GitHub - transitive-bullshit/populate-movies: Populates a high quality database of movies from TMDB, IMDB, and Rotten Tomatoes.

Populates a high quality database of movies from TMDB, IMDB, and Rotten Tomatoes.

Intro
Movie Schema
Prerequisites
Steps
Stats
Database Notes
License

Intro

This project resolves a full set of movies from TMDB and IMDB in batches, storing them into a Postgres database using Prisma.

This includes difficult-to-access data like IMDB ratings, Rotten Tomatoes audience & critic scores, and YouTube trailers.
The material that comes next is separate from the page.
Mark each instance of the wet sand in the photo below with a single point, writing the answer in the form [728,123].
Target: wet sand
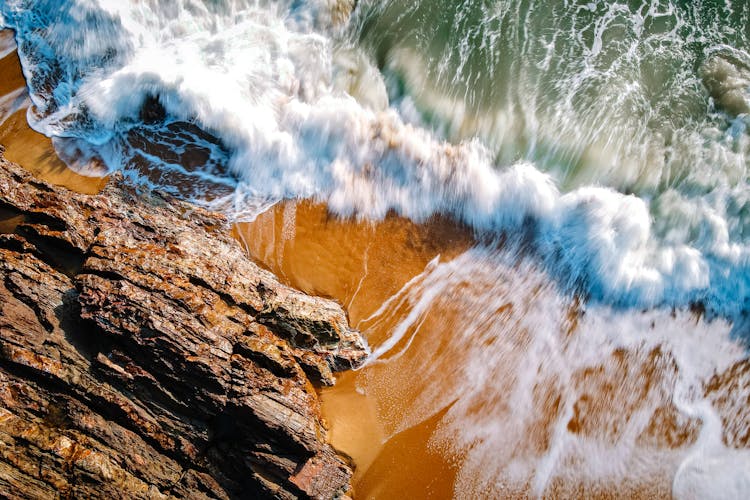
[24,145]
[397,417]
Everything is handled including data fetching, normalization, cleaning, and filtering. All scripts are idempotent, so you should be able to re-run them whenever you want to refresh your data.

Movie Schema

Movies are transformed into the following format, which combines metadata from TMDB, IMDB, Rotten Tomatoes, and FlickMetrix.

{
  "tmdbId": 680,
  "imdbId": "tt0110912",
  "title": "Pulp Fiction",
  "originalTitle": "Pulp Fiction",
  "language": "en",
  "releaseYear": 1994,
  "releaseDate": "1994-09-10",
  "genres": ["thriller", "crime", "drama"],
  "plot": "The lives of two mob hitmen, a boxer, a gangster and his wife, and a pair of diner bandits intertwine in four tales of violence and redemption.",
  "runtime": 154,
  "adult": false,
  "budget": "8000000",
  "revenue": "213928762",
  "homepage": "https://www.miramax.com/movie/pulp-fiction/",
  "mpaaRating": "R",
  "keywords": ["nonlinear timeline", "overdose", "drug use", "drug overdose"],
  "countriesOfOrigin": ["United States"],
  "languages": ["English", "Spanish", "French"],
  "cast": ["John Travolta", "Samuel L. Jackson", "Uma Thurman", "Bruce Willis"],
  "director": "Quentin Tarantino",
  "production": "Miramax Films",
  "awardsSummary": "Won 1 Oscar. Another 63 wins & 47 nominations.",
  "status": "released",
  "posterUrl": "https://image.tmdb.org/t/p/w780/fIE3lAGcZDV1G6XM5KmuWnNsPp1.jpg",
  "posterWidth": 2000,
  "posterHeight": 3000,
  "backdropUrl": "https://image.tmdb.org/t/p/w1280/suaEOtk1N1sgg2MTM7oZd2cfVp3.jpg",
  "backdropWidth": 2631,
  "backdropHeight": 1480,
  "trailerUrl": "https://youtube.com/watch?v=tGpTpVyI_OQ",
  "trailerYouTubeId": "tGpTpVyI_OQ",
  "imdbRating": 8.9,
  "imdbVotes": 2033927,
  "imdbType": "movie",
  "tmdbPopularity": 74.051,
  "tmdbRating": 8.491,
  "tmdbVotes": 24004,
  "metacriticRating": 94,
  "metacriticVotes": 24,
  "rtCriticRating": 93,
  "rtCriticVotes": 103,
  "rtAudienceRating": 93,
  "rtAudienceVotes": 1120247,
  "rtUrl": "https://www.rottentomatoes.com/m/pulp_fiction",
  "letterboxdScore": 86,
  "letterboxdVotes": 1102425,
  "flickMetrixScore": 90,
  "flickMetrixId": 110912,
  "foreign": false,
  "relevancyScore": 1883295.240641344,
  "imdbCustomPopularity": 2033927,
  "createdAt": "2022-11-07T03:51:42.276Z",
  "updatedAt": "2022-11-07T03:51:42.276Z"
}

In addition to basic movie metadata, most movies also include:

Ratings
- IMDB ratings
- Rotten Tomatoes critic and audience scores
- Metacritic ratings
- Letterboxd ratings
- FlickMetrix ratings
Media
- YouTube trailers
- Poster images
- Backdrop images

We also compute some useful custom fields like foreign, which is a flag for whether or not most Western audience members would recognize the movie. This includes most English movies as well as many of the most popular foreign films.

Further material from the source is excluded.